Educação Popular na Universidade constitui um desafio a ser enfrentado, com lucidez, com coragem e com audácia, por um percentual ainda simbólico do conjunto de sujeitos da Universidade, mas, de todo modo, resta o convite a que, ano após ano, mais gente se incorpore a estas práticas de Educação Popular, no âmbito da Universidade. Para tanto, cumpre inovar dia após dia, as formas de trabalho, de tal modo que, seja no planejamento, seja na vivência dos componentes curriculares, seja nas atividades de pesquisa e de extensão, seja ainda na capacidade de interagir com os movimentos sociais populares e outras organizações de base de nossa sociedade, vamos conseguindo imprimir ritmos promissores, nesta perspectiva, de tal sorte que, o que representava o “Trivium” Medieval (a lógica, trabalhada como instrumento do bem-pensar; a gramática, instrumento trabalhado como a arte do bem-escrever; e a retórica, instrumento para se trabalhar melhor o falar, o comunicar) e o "Quadrivium" (a aritmética, a geometria, a astronomia e a música), base-curricular dos inícios da Universidade, se convertam, no campo da Educação Popular, em novos componentes curriculares, em que ênfase seja dada não tanto ao “bem-pensar” (a lógica), não tanto ao bem-escrever (gramática), não tanto ao discurso-rebuscado (a retórica), mas a enfatizar-se a Práxis, a Ortopraxia, a ousadia de transformar o mundo, quanto ao modo de produção, ao modo de consumo e ao modo de gestão societal, alternativos a toda sociedade de classes, e em harmonia com o planeta, de modo a tomar estas balizas como fundamento teórico-prático da atuação da Educação Popular e da Extensão Popular.

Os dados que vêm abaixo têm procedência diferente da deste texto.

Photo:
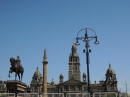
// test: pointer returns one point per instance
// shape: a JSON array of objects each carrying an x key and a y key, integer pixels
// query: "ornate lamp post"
[{"x": 87, "y": 38}]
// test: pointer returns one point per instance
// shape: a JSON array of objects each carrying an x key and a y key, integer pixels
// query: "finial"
[
  {"x": 109, "y": 65},
  {"x": 74, "y": 50},
  {"x": 45, "y": 57},
  {"x": 37, "y": 67}
]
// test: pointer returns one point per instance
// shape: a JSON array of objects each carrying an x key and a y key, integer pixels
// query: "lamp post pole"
[{"x": 87, "y": 38}]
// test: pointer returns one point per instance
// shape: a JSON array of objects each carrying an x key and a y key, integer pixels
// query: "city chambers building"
[{"x": 74, "y": 84}]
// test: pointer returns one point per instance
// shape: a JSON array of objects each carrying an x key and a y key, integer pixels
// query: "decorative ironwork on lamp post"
[{"x": 87, "y": 38}]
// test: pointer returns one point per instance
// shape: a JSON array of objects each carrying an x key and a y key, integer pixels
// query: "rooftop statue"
[{"x": 16, "y": 67}]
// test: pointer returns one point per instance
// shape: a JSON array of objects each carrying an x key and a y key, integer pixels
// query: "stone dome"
[{"x": 110, "y": 70}]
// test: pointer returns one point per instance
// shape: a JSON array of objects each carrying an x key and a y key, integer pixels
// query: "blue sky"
[{"x": 27, "y": 27}]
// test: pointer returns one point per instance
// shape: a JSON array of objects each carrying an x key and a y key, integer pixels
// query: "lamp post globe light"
[{"x": 89, "y": 35}]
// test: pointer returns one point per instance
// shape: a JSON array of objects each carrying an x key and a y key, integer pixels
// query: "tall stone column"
[{"x": 45, "y": 62}]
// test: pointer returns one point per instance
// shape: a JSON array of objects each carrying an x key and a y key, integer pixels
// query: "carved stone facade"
[{"x": 74, "y": 83}]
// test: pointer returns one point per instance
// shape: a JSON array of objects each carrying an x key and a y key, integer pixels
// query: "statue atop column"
[{"x": 16, "y": 67}]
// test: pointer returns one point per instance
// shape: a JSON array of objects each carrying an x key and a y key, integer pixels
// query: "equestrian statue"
[{"x": 16, "y": 67}]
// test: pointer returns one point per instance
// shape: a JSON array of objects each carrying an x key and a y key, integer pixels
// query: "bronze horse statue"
[{"x": 16, "y": 67}]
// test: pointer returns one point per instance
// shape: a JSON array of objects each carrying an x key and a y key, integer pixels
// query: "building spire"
[
  {"x": 45, "y": 62},
  {"x": 74, "y": 50},
  {"x": 45, "y": 57}
]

Importa, não menos, ter presente que estes esforços devem ser compartilhados para além de cada país, para além da América Latina, sempre em conexão com outros tantos movimentos e iniciativas similares que se dão no mundo inteiro.
João Pessoa, 13 de novembro de 2021
*Alder Júlio Ferreira Calado Nordestino, de Pesqueira - PE, terra dos Xukurus, povo do qual se sente, ele próprio, um Xukuru desaldeado. Trabalhador na área da Realidade Social e da Educação Popular. Desde meados dos anos 60, vem acompanhando, como um aprendiz, como militante e como pesquisador, os Movimentos Sociais Populares, especialmente no Nordeste. Como pesquisador e membro do Centro Paulo Freire, de Pernambuco, tem priorizado estudos inter-transdisciplinares, na perspectiva de um novo modo de produção, de consumo e de gestão societal. É autor de vários livros, é assíduo no blog textosdealdercalado.blogspot.com .
PS: Este texto corresponde à transcrição (por conta das condições de vista do autor) de sua exposição a título de síntese, do tema que lhe foi proposto, por ocasião do VIII Seminário Internacional Universidade e Educação Popular.